As stated before, this growth has led to high demand for talented people to join CROs. As a recruiter, it’s not always easy to explain to candidates the benefits of leaving their prestigious mega-pharma company to join a 100-person CRO. 

So why join a CRO?  

Question 3 

Why might a strong candidate move from an ethical pharma company to a CRO (multiple answers allowed)? 

(A) The opportunity to work on numerous projects in various therapeutic areas.
31.0% 13 

(B) Higher salary.
33.3% 14 

(C) The opportunity to work on more global projects.
9.5% 4 

(D) The opportunity to advance their career more quickly.
23.8% 10 

(E) Clinical development at ethical pharma is increasingly outsourced to CROs, and therefore a career at a CRO seems more stable.
47.6% 20  

Question 4
Over the next 10 years, CROs will continue to grow as health-care companies increasingly use their services. 

31.3% Strongly agree 

45.8% Agree 

16.7% Neutral 

2.1% Disagree 

4.2% Strongly disagree 

The majority of respondents feel that CROs will continue to grow, with only a few disagreeing. This is in line with what we’ve seen as recruiters.   
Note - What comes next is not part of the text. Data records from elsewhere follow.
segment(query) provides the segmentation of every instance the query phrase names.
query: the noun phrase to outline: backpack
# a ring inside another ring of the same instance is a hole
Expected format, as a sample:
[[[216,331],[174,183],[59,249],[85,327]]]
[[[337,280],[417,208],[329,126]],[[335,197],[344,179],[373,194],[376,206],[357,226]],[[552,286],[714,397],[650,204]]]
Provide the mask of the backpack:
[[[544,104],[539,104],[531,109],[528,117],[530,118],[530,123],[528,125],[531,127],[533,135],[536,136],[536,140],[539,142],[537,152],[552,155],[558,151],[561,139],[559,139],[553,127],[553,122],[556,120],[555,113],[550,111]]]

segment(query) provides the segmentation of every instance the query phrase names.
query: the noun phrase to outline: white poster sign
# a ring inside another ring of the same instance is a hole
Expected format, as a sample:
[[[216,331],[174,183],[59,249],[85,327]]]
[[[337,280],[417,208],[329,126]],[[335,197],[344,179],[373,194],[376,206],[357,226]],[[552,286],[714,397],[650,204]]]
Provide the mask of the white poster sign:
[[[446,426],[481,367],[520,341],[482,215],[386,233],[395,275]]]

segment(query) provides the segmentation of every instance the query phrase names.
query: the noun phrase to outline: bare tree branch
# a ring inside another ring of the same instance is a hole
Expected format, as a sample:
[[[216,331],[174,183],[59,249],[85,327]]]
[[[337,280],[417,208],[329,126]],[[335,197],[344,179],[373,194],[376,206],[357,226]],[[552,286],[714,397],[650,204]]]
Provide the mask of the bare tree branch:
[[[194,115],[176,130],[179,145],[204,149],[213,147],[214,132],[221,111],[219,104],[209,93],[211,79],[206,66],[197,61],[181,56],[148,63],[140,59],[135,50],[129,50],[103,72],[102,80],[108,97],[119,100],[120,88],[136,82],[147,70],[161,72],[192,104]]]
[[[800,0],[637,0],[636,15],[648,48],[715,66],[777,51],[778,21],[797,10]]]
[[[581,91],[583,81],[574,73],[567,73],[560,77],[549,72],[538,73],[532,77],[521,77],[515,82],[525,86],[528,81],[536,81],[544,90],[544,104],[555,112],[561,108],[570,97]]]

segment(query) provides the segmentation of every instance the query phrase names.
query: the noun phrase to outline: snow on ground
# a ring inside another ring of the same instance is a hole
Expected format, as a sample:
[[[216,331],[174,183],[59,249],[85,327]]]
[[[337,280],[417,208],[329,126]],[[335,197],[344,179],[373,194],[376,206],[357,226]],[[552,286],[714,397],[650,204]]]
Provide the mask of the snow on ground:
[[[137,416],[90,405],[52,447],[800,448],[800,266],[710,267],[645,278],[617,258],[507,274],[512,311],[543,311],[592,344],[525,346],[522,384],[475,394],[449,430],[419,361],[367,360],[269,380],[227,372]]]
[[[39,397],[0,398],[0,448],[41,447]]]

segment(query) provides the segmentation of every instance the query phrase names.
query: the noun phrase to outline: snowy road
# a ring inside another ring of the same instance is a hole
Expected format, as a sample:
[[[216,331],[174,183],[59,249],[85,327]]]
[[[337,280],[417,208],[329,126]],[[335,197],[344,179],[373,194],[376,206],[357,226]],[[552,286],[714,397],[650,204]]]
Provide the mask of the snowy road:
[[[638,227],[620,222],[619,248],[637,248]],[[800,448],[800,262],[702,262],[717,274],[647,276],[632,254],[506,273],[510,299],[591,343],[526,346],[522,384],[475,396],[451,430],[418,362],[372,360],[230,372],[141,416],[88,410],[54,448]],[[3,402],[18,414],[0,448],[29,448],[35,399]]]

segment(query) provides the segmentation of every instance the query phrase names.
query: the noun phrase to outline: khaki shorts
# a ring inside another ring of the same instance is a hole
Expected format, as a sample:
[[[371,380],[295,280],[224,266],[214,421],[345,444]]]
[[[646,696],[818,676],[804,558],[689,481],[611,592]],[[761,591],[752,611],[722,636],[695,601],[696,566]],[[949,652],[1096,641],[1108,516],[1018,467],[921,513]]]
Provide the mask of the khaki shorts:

Nearly all of the survey respondents had experienced the rapid and continued growth of CROs in Japan. In the current fiscal climate, many large pharmaceutical companies are cleverly working with CROs to reduce costs and avoid unnecessary head counts. Another benefit to working with CROs is that pharmaceutical companies can form partnerships according to their varying needs. Despite the viewpoint that working for manufacturers is the more prestigious endeavor, many talented clinical professionals are joining or consider joining CROs for greater job stability, higher salary, and quicker career advancement. 

Pharmaceutical companies are increasingly dependent on CROs, and the CRO sector is expanding and hiring aggressively. CROs and pharmaceutical companies are continuing to develop a strong interdependent relationship.